Lawson spoke to current and prospective business owners Friday in Tipton about the ins and outs of the Business One Stop portal and Internet crowdfunding.
Lawson spoke of past conversations with prospective business owners who have had trouble coordinating all of the processes required by government agencies to get a business off the ground.
The Business One Stop is aimed at making that simpler, giving business owners a single place to register their business, as well as all the licensing, permitting and reporting required to keep the company square with the state.
Lawson said a vendor has been awarded a contract, and will be in the secretary's office next week working to get Business One Stop up and going.
"I'm very excited about that, and there's a great deal of enthusiasm among business owners because it is going to cut some red tape," Lawson said. "It's going to cut time that businesses need, or even the attorneys that do the work for them. It makes good government sense, and it makes good business sense as well."

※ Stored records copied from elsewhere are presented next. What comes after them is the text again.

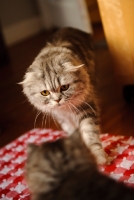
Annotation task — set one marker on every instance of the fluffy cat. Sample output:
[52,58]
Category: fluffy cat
[61,82]
[66,170]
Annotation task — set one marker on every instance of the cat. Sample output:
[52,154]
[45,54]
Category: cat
[61,82]
[66,170]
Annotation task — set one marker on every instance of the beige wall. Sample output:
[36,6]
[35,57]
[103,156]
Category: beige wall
[118,22]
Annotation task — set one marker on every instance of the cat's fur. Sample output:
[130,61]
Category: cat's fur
[67,61]
[66,170]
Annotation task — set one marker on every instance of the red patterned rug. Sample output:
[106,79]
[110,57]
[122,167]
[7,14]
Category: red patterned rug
[13,156]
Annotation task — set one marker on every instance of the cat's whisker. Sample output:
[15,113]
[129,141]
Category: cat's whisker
[44,118]
[38,113]
[71,111]
[55,120]
[77,111]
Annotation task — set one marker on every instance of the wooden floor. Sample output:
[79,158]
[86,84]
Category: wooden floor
[18,116]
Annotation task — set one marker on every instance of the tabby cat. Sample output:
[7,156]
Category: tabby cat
[66,170]
[61,82]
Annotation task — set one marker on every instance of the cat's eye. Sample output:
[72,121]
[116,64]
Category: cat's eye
[45,92]
[64,87]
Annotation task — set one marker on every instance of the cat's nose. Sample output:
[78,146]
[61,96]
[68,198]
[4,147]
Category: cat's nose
[58,100]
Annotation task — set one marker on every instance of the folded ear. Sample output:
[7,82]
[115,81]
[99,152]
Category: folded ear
[69,67]
[27,78]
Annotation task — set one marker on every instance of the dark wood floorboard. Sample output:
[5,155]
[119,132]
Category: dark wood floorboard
[17,115]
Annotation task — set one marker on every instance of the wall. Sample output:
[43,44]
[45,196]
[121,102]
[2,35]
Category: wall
[19,19]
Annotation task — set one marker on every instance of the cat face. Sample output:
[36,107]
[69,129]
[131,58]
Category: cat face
[52,86]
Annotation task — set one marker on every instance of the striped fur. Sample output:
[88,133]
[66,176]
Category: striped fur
[66,170]
[67,59]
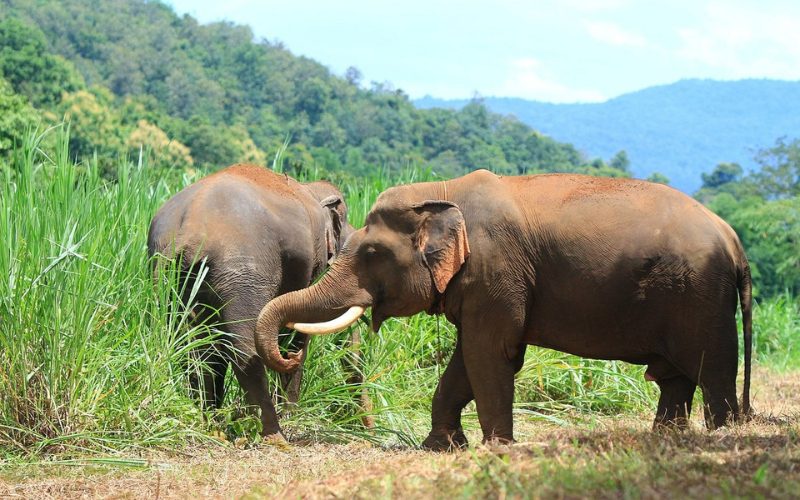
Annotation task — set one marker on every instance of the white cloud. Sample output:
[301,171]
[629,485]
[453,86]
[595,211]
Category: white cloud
[745,41]
[613,35]
[528,79]
[594,5]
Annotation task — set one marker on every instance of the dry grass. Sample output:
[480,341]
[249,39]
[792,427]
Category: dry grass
[592,456]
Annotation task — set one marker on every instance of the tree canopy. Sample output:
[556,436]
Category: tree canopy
[131,72]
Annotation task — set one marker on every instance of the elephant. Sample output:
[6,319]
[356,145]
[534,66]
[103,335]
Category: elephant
[259,234]
[616,269]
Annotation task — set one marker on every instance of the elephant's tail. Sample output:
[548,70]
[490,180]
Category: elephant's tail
[745,287]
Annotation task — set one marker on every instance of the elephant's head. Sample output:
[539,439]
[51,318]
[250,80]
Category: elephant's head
[399,263]
[337,228]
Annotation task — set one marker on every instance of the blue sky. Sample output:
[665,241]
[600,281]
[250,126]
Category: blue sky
[556,51]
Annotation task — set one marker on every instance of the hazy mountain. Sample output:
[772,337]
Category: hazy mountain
[680,130]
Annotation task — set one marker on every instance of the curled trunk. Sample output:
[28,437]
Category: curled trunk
[332,297]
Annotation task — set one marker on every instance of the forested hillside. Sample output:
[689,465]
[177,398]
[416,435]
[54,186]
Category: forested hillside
[131,73]
[680,130]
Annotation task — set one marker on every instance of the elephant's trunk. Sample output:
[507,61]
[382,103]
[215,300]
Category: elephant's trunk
[335,296]
[332,326]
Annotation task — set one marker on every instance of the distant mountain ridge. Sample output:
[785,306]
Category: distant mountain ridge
[681,129]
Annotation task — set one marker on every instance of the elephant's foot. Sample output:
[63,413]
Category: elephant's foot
[495,441]
[275,439]
[445,440]
[662,424]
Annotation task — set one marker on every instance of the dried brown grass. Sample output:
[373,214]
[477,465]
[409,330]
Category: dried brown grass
[592,456]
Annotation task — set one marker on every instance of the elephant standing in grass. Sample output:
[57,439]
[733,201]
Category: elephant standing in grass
[260,235]
[602,268]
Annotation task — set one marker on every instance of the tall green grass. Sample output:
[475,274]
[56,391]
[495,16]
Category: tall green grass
[91,359]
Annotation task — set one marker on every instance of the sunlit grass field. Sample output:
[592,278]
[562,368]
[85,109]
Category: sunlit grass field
[91,362]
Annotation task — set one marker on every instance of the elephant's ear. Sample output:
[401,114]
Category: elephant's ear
[337,214]
[442,239]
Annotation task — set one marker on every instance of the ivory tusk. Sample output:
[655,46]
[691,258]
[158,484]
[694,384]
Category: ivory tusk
[332,326]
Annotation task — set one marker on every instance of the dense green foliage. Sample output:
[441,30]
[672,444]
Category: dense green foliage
[132,73]
[679,129]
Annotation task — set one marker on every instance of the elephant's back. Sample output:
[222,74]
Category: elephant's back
[240,210]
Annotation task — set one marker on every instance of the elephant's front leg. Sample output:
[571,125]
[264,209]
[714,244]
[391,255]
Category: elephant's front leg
[493,354]
[451,396]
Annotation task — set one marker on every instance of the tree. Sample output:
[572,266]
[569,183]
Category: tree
[168,152]
[30,69]
[723,173]
[95,126]
[620,161]
[659,178]
[779,177]
[17,117]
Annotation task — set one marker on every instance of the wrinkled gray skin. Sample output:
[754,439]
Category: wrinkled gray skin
[262,235]
[602,268]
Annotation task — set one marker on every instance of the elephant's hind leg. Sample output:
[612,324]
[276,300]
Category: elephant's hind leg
[675,402]
[253,379]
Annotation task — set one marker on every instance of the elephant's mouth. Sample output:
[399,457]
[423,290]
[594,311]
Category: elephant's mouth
[378,315]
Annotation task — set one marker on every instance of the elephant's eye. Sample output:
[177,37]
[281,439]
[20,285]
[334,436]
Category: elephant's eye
[374,251]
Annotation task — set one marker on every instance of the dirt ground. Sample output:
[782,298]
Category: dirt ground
[596,456]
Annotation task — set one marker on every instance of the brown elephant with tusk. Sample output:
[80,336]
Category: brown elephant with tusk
[258,234]
[602,268]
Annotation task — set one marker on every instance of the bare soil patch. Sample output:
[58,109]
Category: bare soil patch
[596,456]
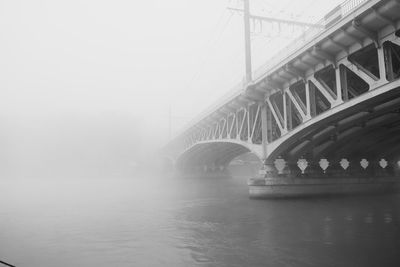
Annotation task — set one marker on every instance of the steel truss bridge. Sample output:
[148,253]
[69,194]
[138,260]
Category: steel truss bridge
[330,101]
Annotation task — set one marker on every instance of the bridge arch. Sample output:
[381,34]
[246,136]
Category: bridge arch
[214,153]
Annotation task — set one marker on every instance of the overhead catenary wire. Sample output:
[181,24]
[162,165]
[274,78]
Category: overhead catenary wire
[211,44]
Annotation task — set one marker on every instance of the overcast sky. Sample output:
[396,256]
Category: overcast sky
[127,60]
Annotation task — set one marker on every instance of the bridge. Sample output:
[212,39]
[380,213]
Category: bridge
[327,106]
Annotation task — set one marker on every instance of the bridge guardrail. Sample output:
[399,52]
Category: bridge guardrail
[329,19]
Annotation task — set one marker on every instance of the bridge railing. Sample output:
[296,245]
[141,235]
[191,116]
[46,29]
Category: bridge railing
[329,19]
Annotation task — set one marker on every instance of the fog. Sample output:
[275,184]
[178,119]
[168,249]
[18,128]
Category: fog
[90,87]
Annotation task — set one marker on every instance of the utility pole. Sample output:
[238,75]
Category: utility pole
[247,43]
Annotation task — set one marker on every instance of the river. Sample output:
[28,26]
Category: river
[157,220]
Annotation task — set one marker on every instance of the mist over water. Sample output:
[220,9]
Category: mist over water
[144,219]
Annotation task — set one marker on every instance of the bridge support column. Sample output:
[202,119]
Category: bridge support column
[280,178]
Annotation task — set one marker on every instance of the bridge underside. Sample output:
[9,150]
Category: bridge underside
[370,129]
[210,155]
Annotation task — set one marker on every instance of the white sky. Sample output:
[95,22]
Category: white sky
[136,57]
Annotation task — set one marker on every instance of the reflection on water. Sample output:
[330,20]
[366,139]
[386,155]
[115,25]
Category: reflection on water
[164,221]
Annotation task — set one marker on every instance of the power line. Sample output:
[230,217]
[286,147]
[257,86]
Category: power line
[212,43]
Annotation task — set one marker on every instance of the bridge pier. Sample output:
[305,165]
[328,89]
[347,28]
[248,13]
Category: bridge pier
[281,178]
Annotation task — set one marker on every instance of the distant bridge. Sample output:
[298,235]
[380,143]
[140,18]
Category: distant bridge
[331,99]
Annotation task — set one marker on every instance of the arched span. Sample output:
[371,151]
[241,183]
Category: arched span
[367,126]
[214,153]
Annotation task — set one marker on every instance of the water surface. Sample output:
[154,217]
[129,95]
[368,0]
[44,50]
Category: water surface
[149,220]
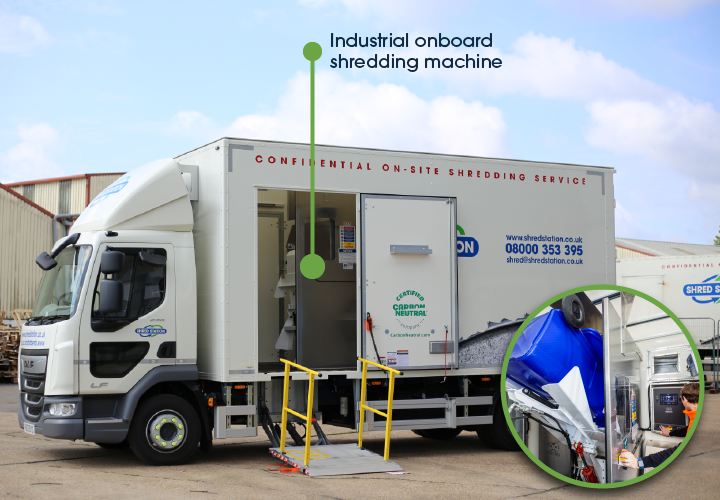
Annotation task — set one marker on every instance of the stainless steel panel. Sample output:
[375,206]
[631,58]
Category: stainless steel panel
[327,307]
[554,452]
[622,378]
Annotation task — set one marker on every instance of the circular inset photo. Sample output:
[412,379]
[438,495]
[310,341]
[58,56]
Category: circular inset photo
[603,386]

Lawson added it will take between 12 and 18 months to get the first segment of Business One Stop up and going. In its early stages, it'll cover the registering processes with the Secretary of State, the Department of Revenue and the Department of Workforce Development. Once those are operating well together, Lawson said, other agencies will be involved.
Lawson then turned her attention to crowdfunding, a program specific to state businesses and investors that makes it legal for Hoosier entrepreneurs to raise funds from Hoosier investors over the Internet.
With the program, entrepreneurs will have the opportunity to raise up to $2 million in capital.
To participate, business owners must be registered with the Secretary of State's office and pay a $100 fee. Owners must have a disclosure concerning the type of business investors are buying into, and a business plan and escrow agreement must be filed along with the registration forms.
For investors, any Indiana resident may invest up to $5,000 in participating homegrown businesses. Those investors may cancel any time up to 48 hours before the investment offer is finalized.
Website hosts will be registered to handle the process for a $100 filing fee. The hosts will facilitate communication between investors and entrepreneurs, and will also be required to keep records for five years. It's an attempt to regulate the process and keep scams at a minimum.
Indiana is one of three states allowing this type of intrastate Internet crowdfunding, along with Michigan and Wisconsin.
"The easiest way to think of crowdfunding is you can reach the crowd through the power of the Internet," Lawson said. "... It allows Hoosier businesses to reach a type of investor they've not been able to reach before if they're not a publicly-traded business, and as we know, most start-ups aren't publicly traded. So this allows them to reach the non-accredited investor."